Indonesia es un caso asiático anómalo por dos razones centrales. La primera es que en treintadós años de gobierno de Suharto, el país no ha podido construir instituciones políticas dotadas de un mínimo de eficiencia y dignidad públicas. Tenemos aquí uno de los mayores símbolos mundiales de corrupción estatal. Suharto se parece mucho más a Marcos (el antiguo dictador filipino) que a Lee Kuan Yew (el hombre fuerte de Singapur). La segunda razón es que el crecimiento indonesio se ha dado sin políticas estructurales de amplio aliento y con la conservación de miseria difundida y una elevada polarización del ingreso. Para que la diferencia entre Indonesia y el resto de los países de Asia oriental resulte clara será suficiente mencionar que entre 1980 y 1995 el Producto Interno Bruto creció aquí en 2.5 veces mientras en Hong Kong y Malasia, por ejemplo, el factor fue superior a 5 veces, y en China cercano a 4. Un dato más: en 1960 el PIB per capita de Indonesia y de Corea del Sur era sustancialmente el mismo; en la actualidad el coreano es diez veces superior al indonesio.
Y el país se enfrenta ahora a su peor crisis económica en treinta años. Corregir los desequilibrios macroeconómicos de la actualidad, complicados por una gigantesca deuda externa, implicará en los próximos meses una mezcla de devaluación cambiaria, contracción del gasto público y de la oferta monetaria real, inflación, retroceso de los salarios reales, desempleo y, probablemente, un crecimiento cero para 1998. Entre fusiones y quiebras, el número de bancos podría reducirse a la mitad en los próximos meses. Y en lo que concierne a las empresas del sector real, el panorama comenzará a mostrar sus perfiles en los próximos días, una vez terminado el Ramadam.

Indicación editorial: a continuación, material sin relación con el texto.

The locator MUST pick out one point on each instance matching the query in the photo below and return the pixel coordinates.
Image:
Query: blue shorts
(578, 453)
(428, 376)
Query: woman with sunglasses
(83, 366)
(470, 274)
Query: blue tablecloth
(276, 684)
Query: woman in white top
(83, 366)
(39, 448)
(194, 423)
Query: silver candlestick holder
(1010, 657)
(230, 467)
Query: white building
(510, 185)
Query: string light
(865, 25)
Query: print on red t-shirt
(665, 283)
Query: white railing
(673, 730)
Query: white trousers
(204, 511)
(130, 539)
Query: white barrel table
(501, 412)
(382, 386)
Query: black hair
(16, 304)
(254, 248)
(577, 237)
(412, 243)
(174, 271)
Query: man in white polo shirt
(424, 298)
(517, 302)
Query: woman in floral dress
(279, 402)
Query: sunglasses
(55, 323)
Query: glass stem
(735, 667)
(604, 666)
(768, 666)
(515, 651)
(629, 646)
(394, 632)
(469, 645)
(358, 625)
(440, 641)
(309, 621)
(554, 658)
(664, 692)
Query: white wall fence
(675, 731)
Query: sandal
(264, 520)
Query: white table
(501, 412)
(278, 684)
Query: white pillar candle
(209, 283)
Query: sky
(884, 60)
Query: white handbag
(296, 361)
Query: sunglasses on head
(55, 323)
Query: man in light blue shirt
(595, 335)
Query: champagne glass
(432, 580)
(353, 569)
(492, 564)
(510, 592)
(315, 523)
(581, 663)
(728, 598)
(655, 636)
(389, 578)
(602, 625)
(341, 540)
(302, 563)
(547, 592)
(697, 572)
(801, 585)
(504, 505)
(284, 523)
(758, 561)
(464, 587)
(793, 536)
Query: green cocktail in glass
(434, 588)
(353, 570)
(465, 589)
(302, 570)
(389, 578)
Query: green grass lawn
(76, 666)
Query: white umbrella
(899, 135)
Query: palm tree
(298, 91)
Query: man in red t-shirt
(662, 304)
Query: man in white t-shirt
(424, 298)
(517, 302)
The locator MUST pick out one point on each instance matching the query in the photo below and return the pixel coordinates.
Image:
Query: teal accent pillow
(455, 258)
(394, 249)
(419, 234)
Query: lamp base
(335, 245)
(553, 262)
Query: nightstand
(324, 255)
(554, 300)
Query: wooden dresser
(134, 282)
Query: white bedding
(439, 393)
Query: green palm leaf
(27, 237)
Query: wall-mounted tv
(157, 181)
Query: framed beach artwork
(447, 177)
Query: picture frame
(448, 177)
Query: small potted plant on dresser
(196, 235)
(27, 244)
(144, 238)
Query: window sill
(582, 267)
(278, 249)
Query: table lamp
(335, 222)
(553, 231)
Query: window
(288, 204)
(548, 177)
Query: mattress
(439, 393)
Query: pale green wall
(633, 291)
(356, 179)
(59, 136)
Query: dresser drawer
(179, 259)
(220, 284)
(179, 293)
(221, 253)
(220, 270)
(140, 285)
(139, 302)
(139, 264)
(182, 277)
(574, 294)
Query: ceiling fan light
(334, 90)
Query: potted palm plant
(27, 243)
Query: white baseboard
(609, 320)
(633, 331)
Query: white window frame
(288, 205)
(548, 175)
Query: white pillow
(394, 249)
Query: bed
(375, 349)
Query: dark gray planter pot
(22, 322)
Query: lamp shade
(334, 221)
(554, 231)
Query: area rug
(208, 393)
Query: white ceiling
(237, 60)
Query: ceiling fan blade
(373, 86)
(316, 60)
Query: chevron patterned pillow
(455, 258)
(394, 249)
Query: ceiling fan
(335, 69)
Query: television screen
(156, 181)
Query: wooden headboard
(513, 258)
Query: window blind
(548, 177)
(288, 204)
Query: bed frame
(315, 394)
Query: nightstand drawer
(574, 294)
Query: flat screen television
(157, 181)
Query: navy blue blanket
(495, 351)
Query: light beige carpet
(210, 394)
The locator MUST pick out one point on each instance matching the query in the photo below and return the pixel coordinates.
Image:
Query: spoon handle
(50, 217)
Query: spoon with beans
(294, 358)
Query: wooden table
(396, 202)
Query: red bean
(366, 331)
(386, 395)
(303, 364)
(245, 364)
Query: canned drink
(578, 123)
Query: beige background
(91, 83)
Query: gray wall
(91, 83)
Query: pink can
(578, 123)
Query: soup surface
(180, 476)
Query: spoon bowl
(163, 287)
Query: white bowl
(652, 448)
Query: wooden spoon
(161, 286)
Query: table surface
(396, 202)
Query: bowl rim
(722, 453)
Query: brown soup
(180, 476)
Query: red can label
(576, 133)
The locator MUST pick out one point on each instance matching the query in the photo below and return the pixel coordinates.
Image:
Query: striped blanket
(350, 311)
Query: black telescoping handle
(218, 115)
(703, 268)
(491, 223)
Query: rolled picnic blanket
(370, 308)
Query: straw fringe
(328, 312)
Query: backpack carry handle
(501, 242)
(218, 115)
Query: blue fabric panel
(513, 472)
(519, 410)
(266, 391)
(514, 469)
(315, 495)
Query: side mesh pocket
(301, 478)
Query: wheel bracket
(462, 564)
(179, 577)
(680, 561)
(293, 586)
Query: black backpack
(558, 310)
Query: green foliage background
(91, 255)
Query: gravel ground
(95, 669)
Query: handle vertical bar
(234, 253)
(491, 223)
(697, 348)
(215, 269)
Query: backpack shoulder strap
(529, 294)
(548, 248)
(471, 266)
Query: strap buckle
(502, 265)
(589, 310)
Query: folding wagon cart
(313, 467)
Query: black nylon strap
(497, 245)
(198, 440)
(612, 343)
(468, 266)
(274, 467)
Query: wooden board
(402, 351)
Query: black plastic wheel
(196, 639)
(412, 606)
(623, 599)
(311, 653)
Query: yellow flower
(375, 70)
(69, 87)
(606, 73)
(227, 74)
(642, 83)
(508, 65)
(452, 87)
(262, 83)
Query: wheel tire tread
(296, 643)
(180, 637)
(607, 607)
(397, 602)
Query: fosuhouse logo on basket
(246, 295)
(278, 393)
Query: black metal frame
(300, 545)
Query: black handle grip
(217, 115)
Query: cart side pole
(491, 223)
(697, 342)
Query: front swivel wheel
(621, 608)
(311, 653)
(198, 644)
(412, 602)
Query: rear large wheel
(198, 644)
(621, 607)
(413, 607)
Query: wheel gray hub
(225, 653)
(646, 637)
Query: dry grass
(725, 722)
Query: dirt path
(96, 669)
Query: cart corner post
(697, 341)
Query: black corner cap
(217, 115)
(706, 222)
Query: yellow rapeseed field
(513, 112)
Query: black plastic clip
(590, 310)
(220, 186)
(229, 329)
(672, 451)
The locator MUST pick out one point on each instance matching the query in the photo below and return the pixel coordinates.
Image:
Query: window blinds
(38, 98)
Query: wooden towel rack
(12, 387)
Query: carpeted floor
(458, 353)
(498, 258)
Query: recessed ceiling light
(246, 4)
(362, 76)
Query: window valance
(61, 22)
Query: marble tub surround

Y así, uno de los ejemplos más elogiados a lo largo de años por el Fondo Monetario Internacional y el Banco Mundial, parece destinado a desinflarse bajo el peso de rigideces institucionales que terminaron por contagiar a un aparato productivo que hoy revela toda su fragilidad. Más allá de lo correcto o menos de la política macroeconómica del régimen de Suharto (que, recordemos de paso, nació de un golpe de Estado que produjo un millón de muertos), lo que hoy resulta evidente es la acumulación de desequilibrios derivados de políticas sectoriales condicionadas por una administración pública famélicamente corrupta. Y que se dedicó a encubrir por 32 años los negocios privados de la familia Suharto y sus allegados y a favorecer la formación de una burguesía empresarial beneficiaria de la corrupción pública.
El problema económico central de la Indonesia actual es, por paradójico que sea, político. Y consiste en el reto de construir los cimientos de la certidumbre legal, superando la crisis de confianza que ha convertido el país en una mezcla de paternalismo autoritario y de ficciones institucionales en las cuales ya nadie cree.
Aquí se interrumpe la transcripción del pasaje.